SVM cross validation parameters optimisation and accuracy
I use the following code to train the svm using k-fold cross-validation but the prediction accuracy is low. What I am doing wrong and how to programmatically calculate the accuracy of the classifier using cross-validation.
Log.i(TAG,"Training..."); params.set_svm_type(CvSVM.C_SVC); params.set_kernel_type(CvSVM.RBF); params.set_C(1.0); params.set_degree(0.0); params.set_coef0(0.0); params.set_gamma(1.0); params.set_term_crit(new TermCriteria(TermCriteria.EPS, 10000, 1e-12));
// k-fold cross validation
int kFolds = 10;
CvParamGrid C = new CvParamGrid();
CvParamGrid p = new CvParamGrid();
CvParamGrid nu = new CvParamGrid();
CvParamGrid gamma = new CvParamGrid();
CvParamGrid coeff = new CvParamGrid();
CvParamGrid degree = new CvParamGrid();
gamma.set_step(0.0);
// initialize SVM object to avoid being Null object
classifier = new CvSVM(trainingData, classes, new Mat(), new Mat(), params);
classifier.train_auto(trainingData, classes, new Mat(), new Mat(), params, kFolds, C, gamma, p, nu, coeff, degree, false);
classifier.save(XML.toString());
Log.i(TAG,"Training Done & Trained Model Saved");
Well there is a plausible chance that you simply have not got enough data to train a better model? We need some more info on that first before we can make sure its due to the parameters.
Thanks @StevenPuttemans for your comment. I have 88 record with 40 negative images and 48 positive images. I suppose this due to the parameters as I have all the predictions of the test dataset 1.

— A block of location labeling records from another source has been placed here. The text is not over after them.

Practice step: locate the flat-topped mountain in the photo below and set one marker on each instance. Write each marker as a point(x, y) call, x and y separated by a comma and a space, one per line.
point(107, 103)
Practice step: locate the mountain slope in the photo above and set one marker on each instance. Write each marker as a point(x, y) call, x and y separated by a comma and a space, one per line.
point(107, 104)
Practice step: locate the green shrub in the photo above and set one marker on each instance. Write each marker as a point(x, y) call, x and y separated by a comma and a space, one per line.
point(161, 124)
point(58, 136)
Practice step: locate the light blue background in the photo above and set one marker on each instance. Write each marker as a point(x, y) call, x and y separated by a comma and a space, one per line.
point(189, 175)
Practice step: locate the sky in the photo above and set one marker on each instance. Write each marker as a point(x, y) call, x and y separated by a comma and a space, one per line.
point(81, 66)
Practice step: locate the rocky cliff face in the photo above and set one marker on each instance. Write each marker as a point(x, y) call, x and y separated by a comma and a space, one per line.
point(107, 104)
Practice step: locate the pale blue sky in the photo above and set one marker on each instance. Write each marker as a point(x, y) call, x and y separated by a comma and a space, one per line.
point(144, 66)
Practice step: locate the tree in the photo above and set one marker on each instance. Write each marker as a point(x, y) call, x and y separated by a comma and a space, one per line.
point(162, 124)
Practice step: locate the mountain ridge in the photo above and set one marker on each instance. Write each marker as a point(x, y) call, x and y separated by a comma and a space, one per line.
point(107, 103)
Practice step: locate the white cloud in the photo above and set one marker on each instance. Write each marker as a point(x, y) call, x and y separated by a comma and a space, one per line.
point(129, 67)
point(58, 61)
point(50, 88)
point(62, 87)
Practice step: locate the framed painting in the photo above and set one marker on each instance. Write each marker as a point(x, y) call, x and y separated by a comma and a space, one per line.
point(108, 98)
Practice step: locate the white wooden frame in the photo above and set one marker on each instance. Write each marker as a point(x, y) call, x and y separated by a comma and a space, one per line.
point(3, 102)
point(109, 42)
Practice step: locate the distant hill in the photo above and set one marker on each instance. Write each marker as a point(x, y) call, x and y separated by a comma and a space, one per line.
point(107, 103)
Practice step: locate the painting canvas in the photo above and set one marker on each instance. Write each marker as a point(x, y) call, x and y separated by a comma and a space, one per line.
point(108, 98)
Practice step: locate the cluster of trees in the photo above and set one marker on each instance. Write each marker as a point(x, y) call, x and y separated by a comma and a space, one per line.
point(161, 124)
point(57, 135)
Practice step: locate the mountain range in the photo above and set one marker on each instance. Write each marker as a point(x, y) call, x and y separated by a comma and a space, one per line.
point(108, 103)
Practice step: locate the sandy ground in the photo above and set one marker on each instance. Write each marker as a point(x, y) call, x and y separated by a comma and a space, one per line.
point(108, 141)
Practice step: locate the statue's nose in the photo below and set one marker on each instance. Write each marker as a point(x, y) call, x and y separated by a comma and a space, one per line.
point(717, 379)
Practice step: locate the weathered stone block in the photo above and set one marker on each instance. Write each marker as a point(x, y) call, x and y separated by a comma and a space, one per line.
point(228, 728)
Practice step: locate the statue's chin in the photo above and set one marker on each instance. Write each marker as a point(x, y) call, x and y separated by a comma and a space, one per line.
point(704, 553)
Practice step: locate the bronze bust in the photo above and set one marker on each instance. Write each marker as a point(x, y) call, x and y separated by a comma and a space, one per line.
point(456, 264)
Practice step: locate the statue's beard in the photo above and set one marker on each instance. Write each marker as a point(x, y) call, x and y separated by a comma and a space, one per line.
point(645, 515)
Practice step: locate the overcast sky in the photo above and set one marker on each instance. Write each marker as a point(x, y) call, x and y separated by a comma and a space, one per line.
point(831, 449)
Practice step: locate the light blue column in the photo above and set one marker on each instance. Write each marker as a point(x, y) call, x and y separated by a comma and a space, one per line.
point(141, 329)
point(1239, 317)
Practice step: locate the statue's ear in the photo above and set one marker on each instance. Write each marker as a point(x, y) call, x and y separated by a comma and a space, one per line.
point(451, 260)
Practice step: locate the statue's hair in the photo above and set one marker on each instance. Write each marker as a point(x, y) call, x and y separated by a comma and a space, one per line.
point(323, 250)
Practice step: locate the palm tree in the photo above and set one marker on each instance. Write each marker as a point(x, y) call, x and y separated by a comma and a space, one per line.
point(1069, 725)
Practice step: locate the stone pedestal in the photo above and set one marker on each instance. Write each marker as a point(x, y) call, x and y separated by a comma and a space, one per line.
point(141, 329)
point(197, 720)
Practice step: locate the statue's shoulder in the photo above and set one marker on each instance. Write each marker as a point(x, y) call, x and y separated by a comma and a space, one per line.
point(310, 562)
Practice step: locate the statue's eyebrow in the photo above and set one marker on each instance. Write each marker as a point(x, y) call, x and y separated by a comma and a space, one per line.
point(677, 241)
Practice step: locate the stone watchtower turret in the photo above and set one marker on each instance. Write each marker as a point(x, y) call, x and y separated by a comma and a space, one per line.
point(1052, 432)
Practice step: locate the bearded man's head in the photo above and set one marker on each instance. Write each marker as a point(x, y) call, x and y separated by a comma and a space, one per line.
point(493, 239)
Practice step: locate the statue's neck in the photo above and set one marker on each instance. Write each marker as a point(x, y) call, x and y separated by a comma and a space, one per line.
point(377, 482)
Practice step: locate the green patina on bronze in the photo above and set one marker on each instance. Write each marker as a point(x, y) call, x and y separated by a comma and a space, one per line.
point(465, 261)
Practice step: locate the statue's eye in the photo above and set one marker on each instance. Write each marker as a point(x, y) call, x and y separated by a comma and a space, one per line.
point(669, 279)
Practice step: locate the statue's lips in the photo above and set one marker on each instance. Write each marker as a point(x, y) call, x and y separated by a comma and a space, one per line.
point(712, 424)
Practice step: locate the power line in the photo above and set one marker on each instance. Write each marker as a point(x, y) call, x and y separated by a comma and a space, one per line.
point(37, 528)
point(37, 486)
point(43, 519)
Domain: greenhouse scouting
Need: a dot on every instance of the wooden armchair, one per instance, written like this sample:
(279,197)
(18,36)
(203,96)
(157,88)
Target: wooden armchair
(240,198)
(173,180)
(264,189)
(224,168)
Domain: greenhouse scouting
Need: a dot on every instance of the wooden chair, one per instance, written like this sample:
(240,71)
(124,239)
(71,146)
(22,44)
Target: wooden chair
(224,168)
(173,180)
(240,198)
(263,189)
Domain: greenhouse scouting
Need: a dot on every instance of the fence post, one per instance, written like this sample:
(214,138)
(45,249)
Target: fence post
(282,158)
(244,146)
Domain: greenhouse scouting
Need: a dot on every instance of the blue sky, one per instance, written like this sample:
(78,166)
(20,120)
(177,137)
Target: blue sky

SVM on that small amount of data will never be optimal. Start by increasing your training set.
Thanks @StevenPuttemans, I will try to increase my data but my question is can I get at 90% accuracy with this data as we need it for real testing or it will be difficult?.
Getting 90% certainty is always a challenge. But without more insight info in your application, making a random guess if it will work is impossible :D
The problem is that my colleague who work on matlab get nearly 97% accuracy with this data. Is the problem with the opencv and android as they are open source or other criteria. however, my app is a diagnosis app which give result of a disease based on analyzing colors in image.
wait, if your collegue already trained with matlab, then you know the parameters right? Then you can simply set all these parameters and not add a grid for them?
Thanks, we will try this.
Please suggest any solution I can try as we need to start testing from 1st of September and I have no enough time --> I am sorry, but this will not convince me further to provide support. Don't you have a professor or assistant that is assigned to this class?
Sorry for any inconvenience I caused. I will delete my comment as it seems inappropriate.